カレーと野獣の夜
「カレー野獣館」という本を手にしたのは今年の4月のことだった。赤・黄・緑・黒という4色のカレー色に分かれたその小さな冊子には、それぞれカレーと食に関する幻想文学が綴られている。何のことが書いてあるのかよくわからない。けれどなぜか読み進めてしまう。そんな不思議な引力のある文章だ。著者は虹釜太郎。1993〜95年の2年間だけ存在した伝説的レコード屋「パリペキンレコーズ」主宰などで、特に音楽の世界で知られるひとだ。
前々からカレーに興味をもっていた私は、4色の冊子と、米とスパイスとCDが缶に入っているセット「カレー野獣缶」を買った。

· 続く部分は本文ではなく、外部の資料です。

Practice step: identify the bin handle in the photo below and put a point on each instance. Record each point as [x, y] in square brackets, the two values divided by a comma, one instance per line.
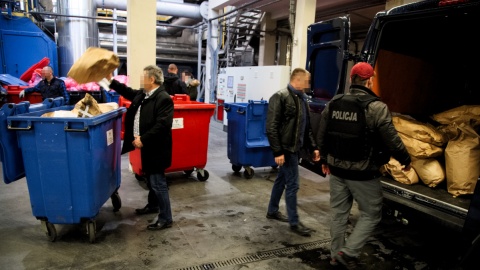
[19, 128]
[66, 128]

「もし遭難したりしたら、この缶を飯盒がわりに、本を燃やして、ご飯を炊くことができる」という謎のふれ込みだった。帰りの電車でドキドキしながら蓋を開けると、スパイスの香りがして、長粒の米がこぼれてきた。膝の上に、インドで食べたチキンカレーがのっているよう香りが広がって、うっとりした。

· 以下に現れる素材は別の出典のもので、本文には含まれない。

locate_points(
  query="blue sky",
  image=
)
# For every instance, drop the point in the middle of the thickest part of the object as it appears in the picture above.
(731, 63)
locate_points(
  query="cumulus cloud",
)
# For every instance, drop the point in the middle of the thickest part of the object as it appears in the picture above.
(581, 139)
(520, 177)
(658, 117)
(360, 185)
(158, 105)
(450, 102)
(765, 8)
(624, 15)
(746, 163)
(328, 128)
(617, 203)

それから半年も経たないうちに、縁あって、虹釜太郎さんは彦根に来てくれた。何のことを書いているのかよくわからない「カレー野獣館」の解題をしてくれることになった。
虹釜さんは、食に関しても熱量が高い。「毎日3食同じものを1ヶ月は食べ続けないとわからない」ということで、毎日工夫しながらカレーをつくって食べ続けるうち、体を壊して入院、その病床で「なんでこんなことになってしまったんだ…」と思いながら書き留めたことをもとに「カレー野獣館」は生まれたという。あるいはこれは、闘病の、そして解毒の物語なのかもしれない。
虹釜さんの食の話は、食べることが必ずしもおいしいこと・楽しいこと、という方向に向かっていない。むしろ、辛さや苦しさも含む、「食べることによる感覚・肉体の変容」のようなものがテーマである気がした。個人的に行う食が、おいしく楽しいものでなくてはいけない理由とは何なのか?そんな問いが立ち上がる。そもそもおいしいって何だろう?それは体調や素材や食べる状況や、さまざまな条件で変わりうるものだ。食という行為のもつ多面性、そこから立ち上がる幻想に、迷い込んだような夜だった。
「カレー野獣館」は、古本屋の「半月舎」(彦根市中央町2-29)で買うこともできる。
店舗等の情報は取材時のものですので、お訪ねになる前にご確認ください。